Saturday 2 March 2013

Asylum: Lucy Comes To Stay








In the third segment, Doctor Martin is introduced to Barbara (Charlotte Rampling), a pretty but vacuous looking and petulant girl in her early twenties (i.e. Charlotte Rampling).  It’s at this stage that you remember the challenge: this is the second patient who is far too young to be Doctor Starr, and there are only four in all, so, you may well shout out 'Oh for Christ's sake, what’s the point? Why not just do a role playing exercise or a basic numeracy test or something?' before settling down to watch what is, by a mile, the weakest of all the stories.
Terribly tedious, the narrative concerns troubled young woman Barbara and her mysterious best friend, Lucy (Britt Ekland), a decidedly bad influence who does very naughty things, like drugging tea or stabbing Barbara’s brother with a pair of scissors, and murdering Megs Jenkins with a kitchen knife, stuff like that. Trouble is, Lucy doesn’t really exist,  she’s just a mini-skirted maniacal figment of Barbara’s broken brain.
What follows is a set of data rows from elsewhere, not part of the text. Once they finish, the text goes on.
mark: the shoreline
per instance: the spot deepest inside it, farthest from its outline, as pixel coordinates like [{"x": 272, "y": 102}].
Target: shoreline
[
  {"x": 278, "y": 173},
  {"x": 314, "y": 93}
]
The End.
Dull to say the least, the story is hugely predictable and, from the pen of Bloch, often runs far too close into ‘Psycho’ territory for comfort. The main issue, however, is in the disastrous pairing of Rampling and Ekland, two terrible actresses who are totally unable to direct the drama anywhere vaguely believable, let alone carry the story anywhere interesting. Disappointing.    
That's the beauty of the portmanteau, though: even though one story may be shit, there's usually a better one on its way. Onwards and upwards...   

1 comment:

  1. I don't agree. I LOVE this story. And didn't Britt Ekland look absolutely gorgeous in it?